CMF sits at the intersection of design, engineering, marketing, and sustainability. It can influence not only how a product looks and feels, but also how it is perceived, positioned, and valued.
It translates brand identity into tangible experiences, aligns cross-functional teams (internally and externally) around a shared vision, and brings coherence across complex product portfolios.
It is also increasingly involved upstream in the process, contributing to product strategy, innovation roadmaps, and even business decisions such as trim structure or personalization models.
CMF is now a key tool for differentiation, storytelling, and value creation.
L.S.: What motivated you to join DVN Interior?
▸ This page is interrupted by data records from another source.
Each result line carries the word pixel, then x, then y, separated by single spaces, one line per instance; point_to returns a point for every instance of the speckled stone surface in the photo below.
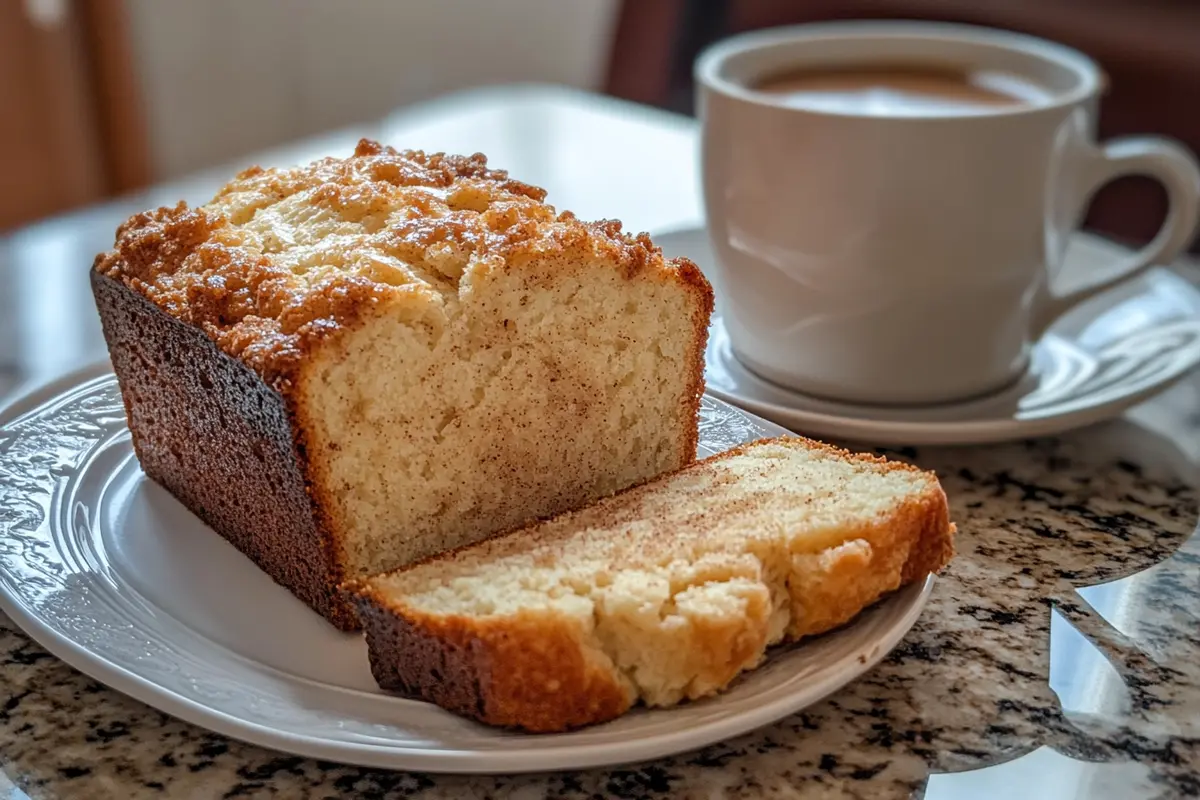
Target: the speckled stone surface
pixel 1085 541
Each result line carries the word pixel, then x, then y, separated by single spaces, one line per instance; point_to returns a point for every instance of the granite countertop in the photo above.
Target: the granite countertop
pixel 1059 656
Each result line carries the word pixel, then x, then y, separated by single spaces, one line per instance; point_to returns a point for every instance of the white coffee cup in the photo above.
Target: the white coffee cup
pixel 907 259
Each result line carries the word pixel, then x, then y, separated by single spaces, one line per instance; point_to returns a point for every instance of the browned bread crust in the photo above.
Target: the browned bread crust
pixel 221 440
pixel 210 335
pixel 531 672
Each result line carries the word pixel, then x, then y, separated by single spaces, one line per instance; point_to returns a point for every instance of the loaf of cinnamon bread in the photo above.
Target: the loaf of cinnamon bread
pixel 352 365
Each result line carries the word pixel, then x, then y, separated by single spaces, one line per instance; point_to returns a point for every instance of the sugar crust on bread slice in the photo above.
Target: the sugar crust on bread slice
pixel 659 594
pixel 351 365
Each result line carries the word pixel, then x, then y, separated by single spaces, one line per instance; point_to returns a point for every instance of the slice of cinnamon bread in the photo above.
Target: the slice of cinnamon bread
pixel 351 365
pixel 659 594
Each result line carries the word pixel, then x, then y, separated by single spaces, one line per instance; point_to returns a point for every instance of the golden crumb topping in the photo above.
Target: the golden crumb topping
pixel 282 256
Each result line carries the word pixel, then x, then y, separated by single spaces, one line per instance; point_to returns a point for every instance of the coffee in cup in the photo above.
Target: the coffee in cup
pixel 889 202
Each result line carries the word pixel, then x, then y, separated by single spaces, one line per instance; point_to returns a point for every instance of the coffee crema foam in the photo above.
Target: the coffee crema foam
pixel 903 90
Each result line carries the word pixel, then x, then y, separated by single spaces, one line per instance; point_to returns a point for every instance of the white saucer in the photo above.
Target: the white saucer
pixel 1097 361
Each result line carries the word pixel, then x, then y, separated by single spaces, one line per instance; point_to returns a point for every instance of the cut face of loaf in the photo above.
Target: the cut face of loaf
pixel 352 365
pixel 659 594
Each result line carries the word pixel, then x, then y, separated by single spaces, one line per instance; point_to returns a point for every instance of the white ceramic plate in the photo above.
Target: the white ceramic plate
pixel 108 572
pixel 1097 361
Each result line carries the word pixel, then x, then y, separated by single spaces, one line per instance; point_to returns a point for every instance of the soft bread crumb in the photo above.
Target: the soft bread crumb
pixel 672 588
pixel 444 356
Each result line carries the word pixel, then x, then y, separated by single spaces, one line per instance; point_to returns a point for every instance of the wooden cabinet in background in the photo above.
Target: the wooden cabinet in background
pixel 70 124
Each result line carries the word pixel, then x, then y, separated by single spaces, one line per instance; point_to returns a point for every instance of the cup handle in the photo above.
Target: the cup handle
pixel 1157 157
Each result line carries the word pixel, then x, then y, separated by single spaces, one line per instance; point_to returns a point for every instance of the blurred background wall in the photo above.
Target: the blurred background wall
pixel 226 77
pixel 102 96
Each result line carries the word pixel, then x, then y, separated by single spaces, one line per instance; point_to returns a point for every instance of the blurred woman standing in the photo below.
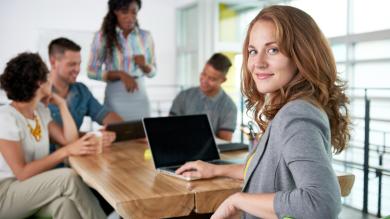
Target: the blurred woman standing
pixel 122 54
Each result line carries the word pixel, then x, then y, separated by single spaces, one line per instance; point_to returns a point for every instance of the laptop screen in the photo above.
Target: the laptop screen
pixel 175 140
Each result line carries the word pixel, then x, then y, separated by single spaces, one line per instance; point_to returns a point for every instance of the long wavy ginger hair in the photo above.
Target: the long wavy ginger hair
pixel 300 39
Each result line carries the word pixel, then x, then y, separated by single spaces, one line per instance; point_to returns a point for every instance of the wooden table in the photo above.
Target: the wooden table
pixel 131 185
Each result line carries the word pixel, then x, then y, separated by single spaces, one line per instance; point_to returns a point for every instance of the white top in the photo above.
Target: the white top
pixel 13 127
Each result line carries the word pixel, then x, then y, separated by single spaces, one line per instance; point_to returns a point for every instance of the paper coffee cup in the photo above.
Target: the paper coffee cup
pixel 99 137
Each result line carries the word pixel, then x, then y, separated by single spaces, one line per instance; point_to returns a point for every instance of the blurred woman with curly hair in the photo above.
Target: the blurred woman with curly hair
pixel 122 54
pixel 289 78
pixel 28 186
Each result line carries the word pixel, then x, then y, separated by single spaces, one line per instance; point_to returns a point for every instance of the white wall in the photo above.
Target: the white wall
pixel 29 25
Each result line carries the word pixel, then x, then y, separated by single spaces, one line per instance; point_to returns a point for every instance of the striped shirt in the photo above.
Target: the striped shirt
pixel 138 42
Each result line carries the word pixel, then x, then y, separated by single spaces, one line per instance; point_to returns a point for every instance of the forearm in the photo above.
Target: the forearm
pixel 113 75
pixel 69 127
pixel 235 171
pixel 38 166
pixel 259 205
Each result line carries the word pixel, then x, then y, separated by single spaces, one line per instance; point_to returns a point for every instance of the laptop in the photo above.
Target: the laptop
pixel 175 140
pixel 127 130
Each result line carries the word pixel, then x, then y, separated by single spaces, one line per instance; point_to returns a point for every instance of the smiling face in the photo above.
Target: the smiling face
pixel 270 69
pixel 67 66
pixel 127 17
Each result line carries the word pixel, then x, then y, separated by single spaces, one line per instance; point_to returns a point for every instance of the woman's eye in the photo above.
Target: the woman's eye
pixel 272 51
pixel 252 52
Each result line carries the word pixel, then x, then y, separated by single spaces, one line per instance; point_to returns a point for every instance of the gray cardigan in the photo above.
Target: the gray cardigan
pixel 293 160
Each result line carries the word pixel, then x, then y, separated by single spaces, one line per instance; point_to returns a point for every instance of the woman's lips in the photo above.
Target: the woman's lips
pixel 263 76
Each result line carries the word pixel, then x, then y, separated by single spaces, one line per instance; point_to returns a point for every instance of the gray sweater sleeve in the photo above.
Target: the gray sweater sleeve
pixel 307 152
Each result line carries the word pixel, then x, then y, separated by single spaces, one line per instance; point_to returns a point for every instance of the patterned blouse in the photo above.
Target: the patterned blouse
pixel 138 42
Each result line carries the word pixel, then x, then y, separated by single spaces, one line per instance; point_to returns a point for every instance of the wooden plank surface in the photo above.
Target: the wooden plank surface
pixel 131 185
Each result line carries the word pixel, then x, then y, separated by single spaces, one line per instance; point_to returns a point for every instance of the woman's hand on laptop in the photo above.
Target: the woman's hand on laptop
pixel 199 169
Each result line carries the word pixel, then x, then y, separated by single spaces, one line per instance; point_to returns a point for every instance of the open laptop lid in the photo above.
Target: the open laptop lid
pixel 127 130
pixel 175 140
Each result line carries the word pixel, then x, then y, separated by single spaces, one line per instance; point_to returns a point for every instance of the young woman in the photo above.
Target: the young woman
pixel 27 184
pixel 122 54
pixel 297 99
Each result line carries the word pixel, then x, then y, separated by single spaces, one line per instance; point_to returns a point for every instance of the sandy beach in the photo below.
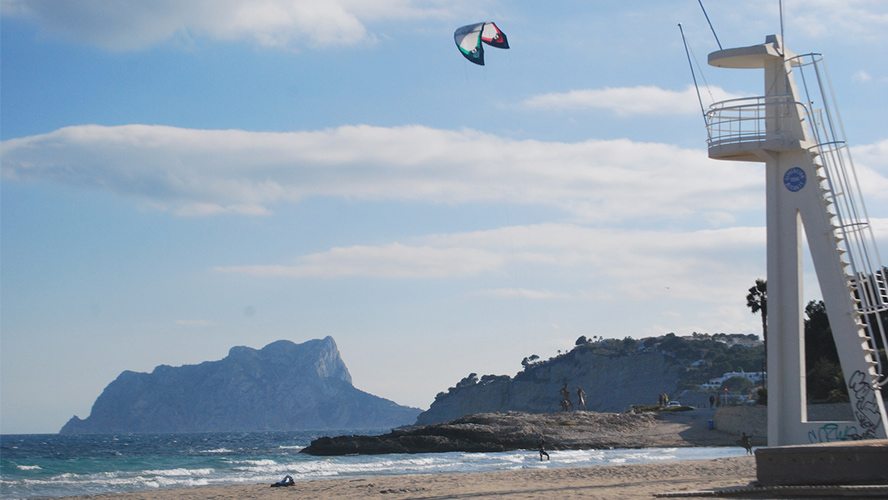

L.L.: Joining Driving Vision News Interior was a natural extension of my career.
Throughout my experience, I’ve always valued cross-functional dialogue and knowledge sharing. DVN offers a unique platform to connect designers, engineers and suppliers around the key challenges shaping our industry.
My motivation is to contribute to elevating the conversation around CMF, design strategy, and customer experience, bringing a perspective that combines luxury, industrial expertise, and global brand thinking.
I also see this role as an opportunity to bridge different worlds, OEMs, suppliers, and startups, and to highlight emerging trends, materials, and manufacturing processes that will define the future of mobility.
For DVN members, I aim to bring:
- a strategic vision of CMF
- insights into luxury and bespoke experience design
- a strong understanding of global brand building and portfolio coherence
- and a forward-looking perspective on sustainability and material innovation
Ultimately, my ambition is to help foster more integrated, meaningful, and future-ready design approaches across the industry.